The SessionEncryptionService interface and the three modes:

• PlaintextMode. For development only. Sessions are stored as plain JSON.
• PlatformEncryptedMode. Production default. Sessions are sealed with AEAD under a tenant-specific KEK derived from the deployment master via HKDF with tenant_id as salt. A compromise of one tenant's KEK does not yield another tenant's plaintext.
• ClientBoundMode. Additionally binds the encryption to the session's correlationId. Sessions are unreadable except when the matching correlation id is presented (typically by the same wallet that initiated the session).

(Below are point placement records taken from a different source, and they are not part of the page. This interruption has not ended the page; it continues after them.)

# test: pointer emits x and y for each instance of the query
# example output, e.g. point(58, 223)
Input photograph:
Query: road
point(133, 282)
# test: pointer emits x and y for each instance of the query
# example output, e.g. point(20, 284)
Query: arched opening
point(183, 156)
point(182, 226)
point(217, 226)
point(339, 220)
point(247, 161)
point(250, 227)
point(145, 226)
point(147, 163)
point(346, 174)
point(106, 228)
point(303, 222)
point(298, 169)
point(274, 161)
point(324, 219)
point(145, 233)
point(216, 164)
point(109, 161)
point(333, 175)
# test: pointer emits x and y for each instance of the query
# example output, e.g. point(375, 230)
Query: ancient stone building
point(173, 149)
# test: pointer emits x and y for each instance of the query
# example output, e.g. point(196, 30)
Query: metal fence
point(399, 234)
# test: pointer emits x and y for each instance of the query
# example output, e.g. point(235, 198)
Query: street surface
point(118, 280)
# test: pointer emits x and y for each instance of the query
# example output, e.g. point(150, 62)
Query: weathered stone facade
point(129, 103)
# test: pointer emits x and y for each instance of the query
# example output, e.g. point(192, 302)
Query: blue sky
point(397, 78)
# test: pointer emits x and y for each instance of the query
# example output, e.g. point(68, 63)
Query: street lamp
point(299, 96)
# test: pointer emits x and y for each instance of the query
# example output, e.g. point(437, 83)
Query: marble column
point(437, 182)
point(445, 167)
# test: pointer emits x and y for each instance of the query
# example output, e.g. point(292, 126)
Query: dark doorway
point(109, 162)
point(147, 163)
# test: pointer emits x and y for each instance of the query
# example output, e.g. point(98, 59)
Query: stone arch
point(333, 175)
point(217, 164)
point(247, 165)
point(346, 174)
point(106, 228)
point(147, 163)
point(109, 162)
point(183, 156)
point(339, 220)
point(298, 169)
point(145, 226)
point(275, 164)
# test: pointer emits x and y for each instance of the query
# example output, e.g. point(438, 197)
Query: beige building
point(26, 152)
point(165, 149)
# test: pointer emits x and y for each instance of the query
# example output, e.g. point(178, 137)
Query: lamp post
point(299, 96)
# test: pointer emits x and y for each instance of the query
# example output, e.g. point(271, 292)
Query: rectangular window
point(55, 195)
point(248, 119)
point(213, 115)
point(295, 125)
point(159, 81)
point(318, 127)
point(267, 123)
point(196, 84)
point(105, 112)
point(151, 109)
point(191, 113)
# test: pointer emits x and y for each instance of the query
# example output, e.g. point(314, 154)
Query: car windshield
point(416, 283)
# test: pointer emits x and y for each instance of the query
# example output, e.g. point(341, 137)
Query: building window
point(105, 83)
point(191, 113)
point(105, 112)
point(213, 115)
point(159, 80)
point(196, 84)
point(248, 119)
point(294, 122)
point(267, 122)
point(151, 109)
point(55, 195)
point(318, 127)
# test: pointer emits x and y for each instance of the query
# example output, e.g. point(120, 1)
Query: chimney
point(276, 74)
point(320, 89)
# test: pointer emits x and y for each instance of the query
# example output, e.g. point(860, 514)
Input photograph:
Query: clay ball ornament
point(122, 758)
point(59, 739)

The mode is per-subsystem, configurable per tenant through tenant_config_property. For the issuance pipeline session: oid4vci.session.encryption_mode. For the OAuth session: oauth2.session.encryption_mode. The default is PlatformEncryptedMode.

Authorization Scope

Even with row-level and database-level isolation, the admin REST has to enforce that a tenant administrator can only act on their own tenant. The pattern is consistent:

• The JWT is bound to a tenant (tenant_id claim).
• The session is descended into that tenant's scope.
• Repository queries filter on the resolved tenant.
• The admin endpoint command compares the resolved tenant against the target tenant identified in the URL ({tenantId} in the path).
• A mismatch is rejected with a 403.

For platform admins acting on a specific tenant's resources, the pattern is "impersonation token", not "magic URL". The platform admin's JWT carries a tenant_id claim equal to the application tenant; to act on acme, the platform admin obtains a short-lived impersonation JWT bound to acme from the application admin REST, and uses that JWT for the subsequent calls. The same authorization scope check applies; the platform admin is just allowed to obtain the impersonation token, where a normal admin is not.

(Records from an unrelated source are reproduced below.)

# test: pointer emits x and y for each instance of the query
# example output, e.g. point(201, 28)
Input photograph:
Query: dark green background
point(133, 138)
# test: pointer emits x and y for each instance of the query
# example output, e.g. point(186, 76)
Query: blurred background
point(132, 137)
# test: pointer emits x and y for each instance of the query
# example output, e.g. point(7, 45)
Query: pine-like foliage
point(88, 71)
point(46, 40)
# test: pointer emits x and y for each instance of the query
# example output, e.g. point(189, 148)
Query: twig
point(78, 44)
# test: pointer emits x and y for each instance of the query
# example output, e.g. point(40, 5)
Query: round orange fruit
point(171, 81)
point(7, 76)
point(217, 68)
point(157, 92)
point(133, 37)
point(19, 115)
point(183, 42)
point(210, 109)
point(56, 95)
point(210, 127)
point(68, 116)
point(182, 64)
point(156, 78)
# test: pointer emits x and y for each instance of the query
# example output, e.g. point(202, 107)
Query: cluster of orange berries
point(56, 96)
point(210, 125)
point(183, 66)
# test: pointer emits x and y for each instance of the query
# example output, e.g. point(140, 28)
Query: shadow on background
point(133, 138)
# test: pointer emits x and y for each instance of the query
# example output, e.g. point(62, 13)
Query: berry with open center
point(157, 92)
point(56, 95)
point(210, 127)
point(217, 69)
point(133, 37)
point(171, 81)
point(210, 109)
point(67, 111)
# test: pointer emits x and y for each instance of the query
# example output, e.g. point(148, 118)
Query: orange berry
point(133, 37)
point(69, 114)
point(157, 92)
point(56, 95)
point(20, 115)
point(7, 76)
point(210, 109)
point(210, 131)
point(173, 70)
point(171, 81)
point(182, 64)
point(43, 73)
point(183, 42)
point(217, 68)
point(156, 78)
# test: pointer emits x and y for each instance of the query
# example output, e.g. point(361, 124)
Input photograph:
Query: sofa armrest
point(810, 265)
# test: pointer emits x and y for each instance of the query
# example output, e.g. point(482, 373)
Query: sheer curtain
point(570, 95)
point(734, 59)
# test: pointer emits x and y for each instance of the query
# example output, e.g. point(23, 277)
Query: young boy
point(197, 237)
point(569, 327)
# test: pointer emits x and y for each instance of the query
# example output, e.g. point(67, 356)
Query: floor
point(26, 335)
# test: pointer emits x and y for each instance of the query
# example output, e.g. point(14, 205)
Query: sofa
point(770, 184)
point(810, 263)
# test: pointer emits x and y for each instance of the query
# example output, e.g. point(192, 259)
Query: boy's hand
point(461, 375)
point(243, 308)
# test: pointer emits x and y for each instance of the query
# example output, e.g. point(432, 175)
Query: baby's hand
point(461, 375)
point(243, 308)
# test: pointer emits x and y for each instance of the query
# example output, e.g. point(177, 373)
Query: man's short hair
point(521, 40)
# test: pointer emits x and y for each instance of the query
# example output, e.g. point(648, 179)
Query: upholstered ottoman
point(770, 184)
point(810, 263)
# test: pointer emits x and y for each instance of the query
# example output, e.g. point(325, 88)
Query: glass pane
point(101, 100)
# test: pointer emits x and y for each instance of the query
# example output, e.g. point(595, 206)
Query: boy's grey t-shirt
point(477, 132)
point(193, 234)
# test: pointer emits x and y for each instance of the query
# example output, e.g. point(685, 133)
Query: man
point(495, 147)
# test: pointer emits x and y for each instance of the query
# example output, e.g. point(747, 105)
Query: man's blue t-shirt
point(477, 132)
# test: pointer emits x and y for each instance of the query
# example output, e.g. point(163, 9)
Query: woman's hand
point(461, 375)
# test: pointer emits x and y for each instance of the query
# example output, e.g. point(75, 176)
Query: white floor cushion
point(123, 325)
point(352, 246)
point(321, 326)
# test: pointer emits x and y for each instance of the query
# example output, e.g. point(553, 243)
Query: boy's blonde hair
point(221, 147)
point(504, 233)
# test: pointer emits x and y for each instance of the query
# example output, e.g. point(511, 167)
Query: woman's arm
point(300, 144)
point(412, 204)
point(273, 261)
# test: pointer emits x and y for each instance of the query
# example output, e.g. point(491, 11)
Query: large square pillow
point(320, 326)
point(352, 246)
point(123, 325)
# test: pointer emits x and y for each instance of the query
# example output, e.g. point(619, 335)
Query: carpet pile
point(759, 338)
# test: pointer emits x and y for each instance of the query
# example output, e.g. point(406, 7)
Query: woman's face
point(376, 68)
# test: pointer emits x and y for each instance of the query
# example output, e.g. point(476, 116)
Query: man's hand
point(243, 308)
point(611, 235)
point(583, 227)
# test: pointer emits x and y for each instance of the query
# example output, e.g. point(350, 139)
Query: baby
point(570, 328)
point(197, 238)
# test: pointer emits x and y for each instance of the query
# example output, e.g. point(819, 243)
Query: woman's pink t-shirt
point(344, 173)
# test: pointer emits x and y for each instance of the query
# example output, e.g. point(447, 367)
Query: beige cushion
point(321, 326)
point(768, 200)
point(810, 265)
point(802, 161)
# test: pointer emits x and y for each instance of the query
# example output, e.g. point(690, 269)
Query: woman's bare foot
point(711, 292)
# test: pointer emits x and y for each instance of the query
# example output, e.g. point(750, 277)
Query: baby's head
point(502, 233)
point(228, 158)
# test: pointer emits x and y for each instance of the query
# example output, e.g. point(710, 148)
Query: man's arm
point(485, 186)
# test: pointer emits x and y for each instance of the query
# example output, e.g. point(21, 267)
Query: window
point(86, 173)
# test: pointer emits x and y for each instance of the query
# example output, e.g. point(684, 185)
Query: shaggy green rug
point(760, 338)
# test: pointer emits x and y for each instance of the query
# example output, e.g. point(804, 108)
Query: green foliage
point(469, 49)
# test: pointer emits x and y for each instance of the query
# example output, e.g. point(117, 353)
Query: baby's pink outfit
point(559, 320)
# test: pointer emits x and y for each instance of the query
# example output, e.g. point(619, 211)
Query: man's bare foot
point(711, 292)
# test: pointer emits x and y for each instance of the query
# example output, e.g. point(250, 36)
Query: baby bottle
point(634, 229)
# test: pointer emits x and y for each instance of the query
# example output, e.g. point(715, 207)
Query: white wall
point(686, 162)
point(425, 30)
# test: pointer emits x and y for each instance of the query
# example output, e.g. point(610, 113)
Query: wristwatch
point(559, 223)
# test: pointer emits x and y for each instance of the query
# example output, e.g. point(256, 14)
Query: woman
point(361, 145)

The only path-encoded tenant id that addresses the operation target (rather than the acting tenant) is the /api/v1/tenants/{id}/... path itself, which is for managing the tenant entity. Even there, the path's {id} is checked against the acting tenant from the JWT: only platform admins (acting on the application tenant) can mutate other tenants' entity rows.

Tenant Suspension

SUSPENDED is the explicit "this tenant exists but cannot serve traffic" state. When the resolver detects a suspended tenant, the response depends on the surface:

• Public protocol surfaces return 503 Service Unavailable with a tenant_suspended error.
• Admin REST surfaces bound to the suspended tenant return 403 Forbidden.
• The platform admin can still see and modify the suspended tenant from the application tenant.

Suspension is reversible: an UpdateTenantStatusHttpEndpointCommand call from SUSPENDED back to ACTIVE brings the tenant back online, and the cross-replica invalidation event propagates the change to every replica.

Soft delete (deletedAt non-null) is the harder state. The tenant disappears from listings and from resolution. Data remains in storage but is unreachable through the standard APIs. Hard delete is not a standard EDK operation; it requires direct database surgery, and the EDK does not expose a REST endpoint for it.

When Things Go Wrong

A few diagnostic patterns:

• Cross-tenant read attempt. The repository returns an empty result set; the service command treats it as "not found"; the REST returns 404. No information leaks about whether the resource exists under a different tenant.
• Cross-tenant write attempt. The unique constraint at the database level prevents the write; the service command surfaces a 409; the audit event records the attempt.
• Resolver returns the wrong tenant. The downstream authorisation check on the admin command catches the mismatch and refuses with a 403; the protocol command at worst returns the wrong tenant's metadata, which the wallet refuses on signature validation (the JWKS resolves through KMS to a different signing key).
• Per-tenant database unreachable. The routing layer surfaces a 503 for that tenant; other tenants are unaffected. The deployment's monitoring alerts on the database health, not on per-tenant request failures.
• Per-tenant KMS provider unreachable. Signing-dependent paths for that tenant fail immediately; the deployment's monitoring picks it up through the KMS metrics; other tenants on other providers are unaffected.